Walmart Accelerates E-Commerce Business

Walmart surpassed eBay in share of U.S. e-commerce sales for the first time, according to eMarketer.

Amazon still tops the list with 38% of all U.S. e-commerce sales share, followed by Walmart and eBay with 1.4% and 0.16% respectively, reported MarketWatch (June 16).

“Amazon will increase its e-commerce market share to 38.0% and extend its reign of dominance,” said Andrew Lipsman, eMarketer principal analyst also with Insider Intelligence, in a statement. “But big-box retailers are leveraging their click-and-collect models to accelerate their e-commerce businesses.” Big box retailers include Target and Costco, which are both also in the top 10.

In May, retail sales increased a record 17.7% despite a 6% year-over-year decline. E-commerce sales in 2020 will climb 18% higher than the previous forecast for 13%, according to eMarketer, although retail sales overall are expected to drop 10.5% to $4.9 trillion. Both outcomes are the result of the coronavirus.

E-commerce is expected to reach $709.78 billion this year, eMarketer said, with food and beverage being the top growth category—anticipated to grow 58.5%.

“Certain e-commerce behaviors like online grocery shopping and click-and-collect have permanently catapulted three or four years into the future in just three or four months,” said Lipsman.

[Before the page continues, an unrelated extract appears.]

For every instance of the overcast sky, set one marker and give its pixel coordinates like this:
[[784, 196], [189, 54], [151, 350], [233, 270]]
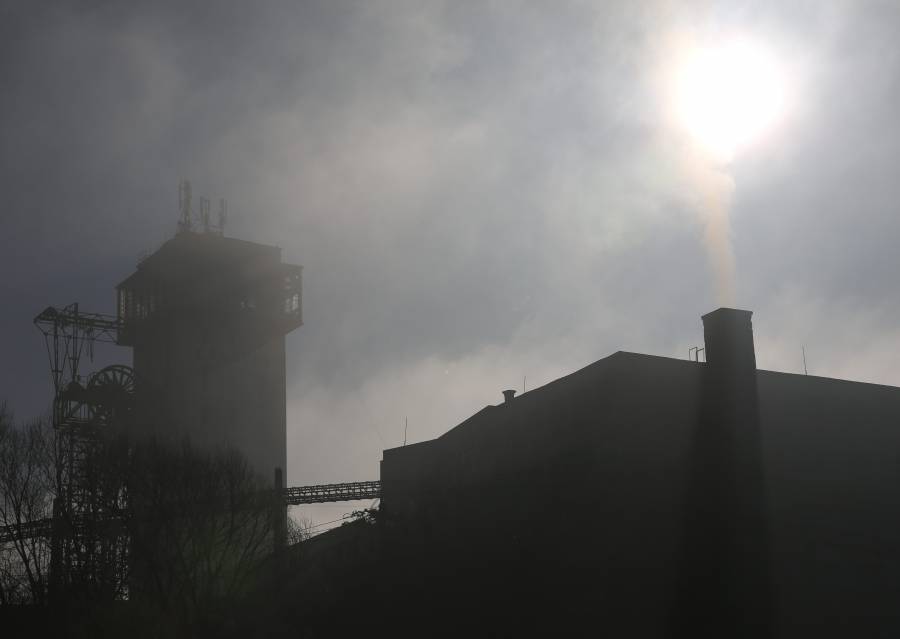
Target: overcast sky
[[478, 191]]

Recently, Walmart partnered with e-commerce giant Shopify to expand its third-party marketplace site, reported Bloomberg (June 15). Walmart plans to add 1,200 Shopify sellers this year, according to Walmart executive Jeff Clementz.

The company’s marketplace site, which already offers 75 million products, grew at a faster pace than Walmart’s overall web business in the first quarter. “There are many Shopify sellers who were already on Walmart.com, but we have not penetrated their base to the extent possible,” said Clementz, VP of Walmart Marketplace. “There’s a tremendous opportunity.”

For Shopify, this deal provides its network of millions of merchants access to Walmart’s customers and also follows a linkup in May with Facebook that allowed retailers to import Shopify products to the social media site’s new Shops service.

The Walmart deal will give small- and medium-sized businesses access to 120 million customers who visit Walmart.com every month. “Few companies in the world match the sheer size and scale of Walmart,” said Satish Kanwar, VP of product at Shopify.

In other e-commerce news, Carrefour and Google are launching a voice-based grocery shopping service in France, reported Reuters (June 16). The service works via Google Assistant, a digital voice assistant service on smartphones and other devices.

“This innovation, developed with Google, will further accelerate the trajectory of e-commerce at Carrefour,” said Amelie Oudea-Castera, Carrefour’s executive director of e-commerce, data, and digital transformation.

The new service will allow users who associate their Google account with their Carrefour account to add items to a shopping list by saying generic words, such as butter or milk, or names of products or brands. The Assistant, which is connected to Carrefour’s e-commerce inventory, then converts the list into a cart of products available on the Carrefour website.

Carrefour is aiming to increase food e-commerce sales to about $4.7 billion by 2022 from around $1.5 billion in 2019.